One evening, at a party, she became acquainted with a young sprig of the medical profession, who was captivated by her beauty. The fellow was loquacious, prepossessing, and bold, with an air of high life and fashion about him to which Sabrina had not been accustomed. But though unsteady, insincere, and wholly unworthy of her, yet the glitter of his style and manner won her heart, and an engagement of marriage took place between them, which he, for some unexplained reason, required of her to keep secret. She was young and inexperienced, and so happy in her prospects as to give but little thought to the obligation to concealment. A future was opening to her such as she had longed for; her ambitious aspirations for a higher destiny were about to be realized.

Somehow the neighborhood became possessed of her secret,—not, however, from her, but by that intuition which reveals to lookers-on the sure finale of an intimacy such as every one saw had grown up between her and the young physician. Her future was said to be a brilliant one; she was to be rich, and a great lady. There were absurd and wide-spread exaggerations of an almost every-day occurrence. Some sneered while they repeated them, as if envious of her elevation, while others went so far as to suggest surmises unworthy of her virtue. But Sabrina heard nothing of what the little world around her said or thought. Happy in her own heart, she was unconcerned as to all beyond.

Months passed away, when all at once her lover ceased his visits. This, too, was immediately observed by all the gossips of the neighborhood. It was said that she had been cruelly deceived, even ruined. But she no more than others was able to account for this unexpected abandonment. The truth eventually came out, however. The father of her lover had heard the common rumor, that his son was about marrying an obscure and fatherless girl, questioned him, and warned him of the consequences. It was the first serious intimation the young man had received that his secret was known, and he resolved to cast off the poor girl, seeking to pacify the reproaches of his conscience by accusing her of having divulged it. There was not a manly impulse in his bosom; he gave her no opportunity for explanation, but forsook her on the instant.

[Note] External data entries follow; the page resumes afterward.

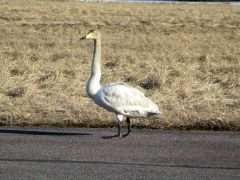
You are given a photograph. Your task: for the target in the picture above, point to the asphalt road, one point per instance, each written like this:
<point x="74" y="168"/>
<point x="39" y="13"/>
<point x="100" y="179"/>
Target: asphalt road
<point x="146" y="154"/>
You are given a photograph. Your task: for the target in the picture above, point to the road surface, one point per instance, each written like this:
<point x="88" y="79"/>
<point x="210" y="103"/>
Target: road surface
<point x="35" y="153"/>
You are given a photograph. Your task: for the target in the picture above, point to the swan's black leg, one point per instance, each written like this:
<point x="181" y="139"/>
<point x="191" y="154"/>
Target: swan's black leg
<point x="119" y="129"/>
<point x="129" y="126"/>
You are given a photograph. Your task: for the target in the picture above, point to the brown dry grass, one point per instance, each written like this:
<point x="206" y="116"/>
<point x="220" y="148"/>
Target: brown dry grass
<point x="184" y="57"/>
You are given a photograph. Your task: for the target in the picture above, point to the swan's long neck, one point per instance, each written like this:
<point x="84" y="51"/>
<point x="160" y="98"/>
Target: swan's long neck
<point x="93" y="84"/>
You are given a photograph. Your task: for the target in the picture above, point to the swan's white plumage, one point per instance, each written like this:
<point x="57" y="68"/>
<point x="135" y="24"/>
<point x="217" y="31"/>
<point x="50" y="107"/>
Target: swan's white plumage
<point x="125" y="100"/>
<point x="119" y="98"/>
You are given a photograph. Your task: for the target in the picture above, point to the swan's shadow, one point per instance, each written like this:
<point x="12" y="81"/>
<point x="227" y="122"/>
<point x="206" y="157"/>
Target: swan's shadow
<point x="41" y="132"/>
<point x="116" y="136"/>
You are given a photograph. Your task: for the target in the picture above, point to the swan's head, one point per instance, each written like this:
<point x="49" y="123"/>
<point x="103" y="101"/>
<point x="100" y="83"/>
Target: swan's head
<point x="94" y="34"/>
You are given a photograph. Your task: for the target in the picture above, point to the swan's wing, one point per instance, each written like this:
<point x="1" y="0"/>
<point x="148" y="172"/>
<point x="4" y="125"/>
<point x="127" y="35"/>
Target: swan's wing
<point x="128" y="101"/>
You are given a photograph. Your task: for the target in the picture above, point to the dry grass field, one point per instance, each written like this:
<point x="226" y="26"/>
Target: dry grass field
<point x="186" y="58"/>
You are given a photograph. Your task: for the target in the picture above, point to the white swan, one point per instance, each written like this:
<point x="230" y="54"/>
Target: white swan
<point x="119" y="98"/>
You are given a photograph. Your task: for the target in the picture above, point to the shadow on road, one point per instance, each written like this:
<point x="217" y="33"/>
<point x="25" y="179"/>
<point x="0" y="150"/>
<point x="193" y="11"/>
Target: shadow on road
<point x="39" y="132"/>
<point x="119" y="163"/>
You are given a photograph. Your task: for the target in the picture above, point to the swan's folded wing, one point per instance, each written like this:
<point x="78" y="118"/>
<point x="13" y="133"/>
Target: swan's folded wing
<point x="128" y="101"/>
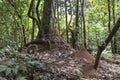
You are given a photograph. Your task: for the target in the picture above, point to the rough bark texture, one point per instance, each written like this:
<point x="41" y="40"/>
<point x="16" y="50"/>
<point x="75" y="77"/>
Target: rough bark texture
<point x="46" y="16"/>
<point x="103" y="46"/>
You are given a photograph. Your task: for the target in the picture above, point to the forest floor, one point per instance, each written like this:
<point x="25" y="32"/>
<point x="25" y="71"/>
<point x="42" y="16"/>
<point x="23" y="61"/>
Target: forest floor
<point x="67" y="63"/>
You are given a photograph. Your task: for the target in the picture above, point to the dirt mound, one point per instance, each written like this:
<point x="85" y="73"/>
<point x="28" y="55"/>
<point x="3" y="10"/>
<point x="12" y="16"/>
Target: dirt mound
<point x="55" y="50"/>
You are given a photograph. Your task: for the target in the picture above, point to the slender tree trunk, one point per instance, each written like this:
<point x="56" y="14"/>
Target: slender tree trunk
<point x="46" y="18"/>
<point x="33" y="24"/>
<point x="66" y="20"/>
<point x="113" y="13"/>
<point x="58" y="16"/>
<point x="105" y="43"/>
<point x="83" y="20"/>
<point x="109" y="24"/>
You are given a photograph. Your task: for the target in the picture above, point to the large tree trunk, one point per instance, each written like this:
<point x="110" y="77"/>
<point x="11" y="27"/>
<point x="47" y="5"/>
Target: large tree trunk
<point x="103" y="46"/>
<point x="46" y="18"/>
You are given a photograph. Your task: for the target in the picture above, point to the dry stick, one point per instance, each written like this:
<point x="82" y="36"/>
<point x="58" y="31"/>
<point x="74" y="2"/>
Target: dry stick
<point x="108" y="39"/>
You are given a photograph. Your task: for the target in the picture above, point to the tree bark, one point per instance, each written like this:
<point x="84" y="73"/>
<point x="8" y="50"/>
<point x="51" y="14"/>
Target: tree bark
<point x="83" y="20"/>
<point x="108" y="39"/>
<point x="46" y="18"/>
<point x="66" y="20"/>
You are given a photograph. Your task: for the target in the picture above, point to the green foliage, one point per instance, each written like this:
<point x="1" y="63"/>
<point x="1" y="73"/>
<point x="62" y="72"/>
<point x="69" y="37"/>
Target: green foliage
<point x="19" y="66"/>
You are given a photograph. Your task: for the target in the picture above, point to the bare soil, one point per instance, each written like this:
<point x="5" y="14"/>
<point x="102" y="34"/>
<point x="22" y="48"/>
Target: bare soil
<point x="70" y="64"/>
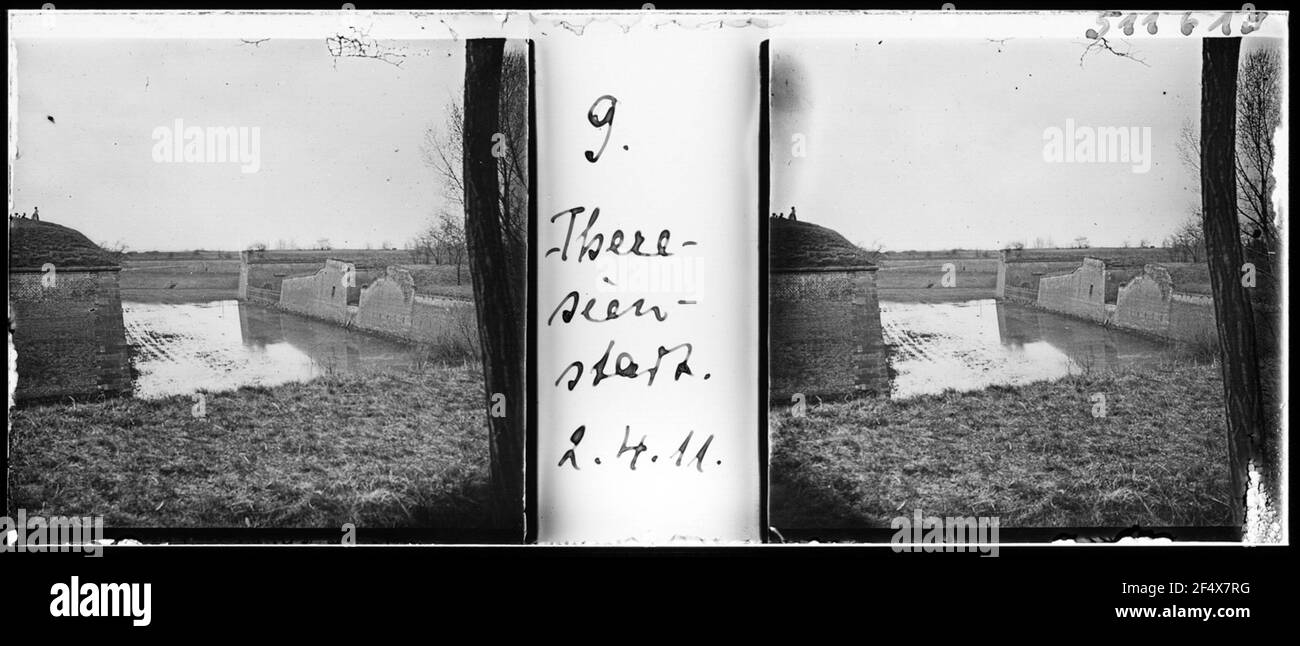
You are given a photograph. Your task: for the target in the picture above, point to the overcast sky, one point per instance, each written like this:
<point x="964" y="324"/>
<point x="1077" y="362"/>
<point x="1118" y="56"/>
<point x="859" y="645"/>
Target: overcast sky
<point x="927" y="144"/>
<point x="339" y="144"/>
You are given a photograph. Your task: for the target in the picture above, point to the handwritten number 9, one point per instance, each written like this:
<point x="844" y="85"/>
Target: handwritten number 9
<point x="607" y="120"/>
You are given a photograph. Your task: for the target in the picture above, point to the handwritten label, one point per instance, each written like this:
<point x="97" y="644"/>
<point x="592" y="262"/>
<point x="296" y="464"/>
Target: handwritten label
<point x="648" y="243"/>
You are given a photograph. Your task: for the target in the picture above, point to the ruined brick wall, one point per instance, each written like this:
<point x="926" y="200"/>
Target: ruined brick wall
<point x="446" y="323"/>
<point x="1191" y="319"/>
<point x="824" y="334"/>
<point x="321" y="295"/>
<point x="388" y="303"/>
<point x="1080" y="293"/>
<point x="390" y="306"/>
<point x="70" y="338"/>
<point x="1143" y="303"/>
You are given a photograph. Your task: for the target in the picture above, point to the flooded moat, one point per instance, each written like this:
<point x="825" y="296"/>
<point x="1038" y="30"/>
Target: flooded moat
<point x="980" y="343"/>
<point x="185" y="347"/>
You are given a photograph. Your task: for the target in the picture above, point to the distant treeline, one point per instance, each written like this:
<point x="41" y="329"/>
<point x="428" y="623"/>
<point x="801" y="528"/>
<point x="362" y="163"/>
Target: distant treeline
<point x="181" y="255"/>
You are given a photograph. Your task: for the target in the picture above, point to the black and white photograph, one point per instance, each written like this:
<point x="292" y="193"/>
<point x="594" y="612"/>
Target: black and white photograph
<point x="269" y="282"/>
<point x="997" y="291"/>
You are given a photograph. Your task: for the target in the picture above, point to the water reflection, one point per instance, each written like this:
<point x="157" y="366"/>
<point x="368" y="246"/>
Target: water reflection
<point x="183" y="347"/>
<point x="979" y="343"/>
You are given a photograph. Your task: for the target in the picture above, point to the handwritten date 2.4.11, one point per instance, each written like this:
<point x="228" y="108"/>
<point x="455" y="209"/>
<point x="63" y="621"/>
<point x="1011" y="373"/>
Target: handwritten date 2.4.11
<point x="641" y="447"/>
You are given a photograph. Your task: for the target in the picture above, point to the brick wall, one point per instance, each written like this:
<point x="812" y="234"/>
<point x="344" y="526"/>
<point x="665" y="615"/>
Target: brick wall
<point x="1191" y="319"/>
<point x="388" y="306"/>
<point x="1080" y="293"/>
<point x="70" y="338"/>
<point x="1143" y="302"/>
<point x="321" y="295"/>
<point x="824" y="334"/>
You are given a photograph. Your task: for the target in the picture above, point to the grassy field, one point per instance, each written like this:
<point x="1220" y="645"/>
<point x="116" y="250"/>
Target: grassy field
<point x="441" y="281"/>
<point x="1032" y="455"/>
<point x="922" y="280"/>
<point x="390" y="450"/>
<point x="178" y="281"/>
<point x="190" y="280"/>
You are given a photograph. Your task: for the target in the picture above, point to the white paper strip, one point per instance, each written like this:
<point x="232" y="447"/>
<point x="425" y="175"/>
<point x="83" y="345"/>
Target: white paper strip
<point x="659" y="133"/>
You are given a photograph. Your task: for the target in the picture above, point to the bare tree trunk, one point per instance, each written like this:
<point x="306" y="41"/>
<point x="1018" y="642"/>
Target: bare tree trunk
<point x="1235" y="320"/>
<point x="495" y="281"/>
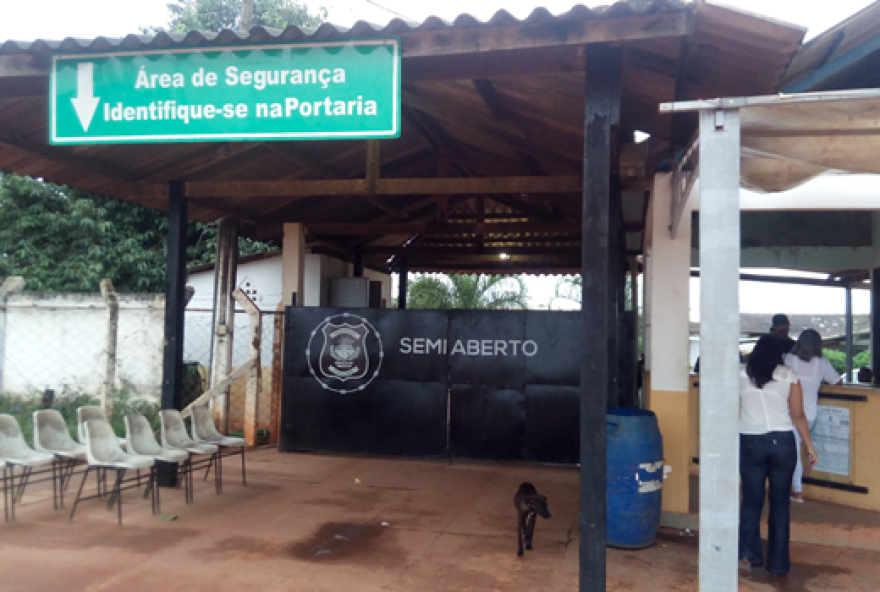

For a time the victim of this faithlessness sunk under the weight of her disappointment. To her proud spirit the mortification was almost beyond endurance. And if Divine Providence had not mercifully given to us, to woman especially, strength according to our day, tempering the wind to the shorn lamb, the world would be peopled with perpetual mourners. But there is

"No grief so great but runneth to an end;
No hap so hard but will in time amend."

She bore up bravely, and in time her strong mind recovered in a good degree its equilibrium. But she was now a subdued and thoughtful woman. Four years passed away, during which her former admirers gradually gathered around her again, solicitous, as before, to win her favor. To one of them she gave her hand,—her heart was yet another's. Years of an unhappy married life went over her, brightening no cloud above her head, admitting no sunshine into her heart. All her ambitious aspirations had been blasted, all her early hopes wrecked. Marriage had proved no blessing to a mind so ill-regulated. Her mother died, and then her husband. The secret source from which the mother had been supplied with means was unknown to the daughter, and she had still pride enough to refrain from all endeavor to solve the mystery. No one was able to do so during the lifetime of the former,—who was there to do it after her death?

Thus thrown upon herself when only twenty-six years of age, she went to work; and when we came to the factory, we found her there, the most industrious and skilful of all the operators. Employment gave a new turn to her thoughts. New associations opened other and more hopeful views to her mind. She became cheerful, sometimes animated, and, with my sister, intimate and confiding.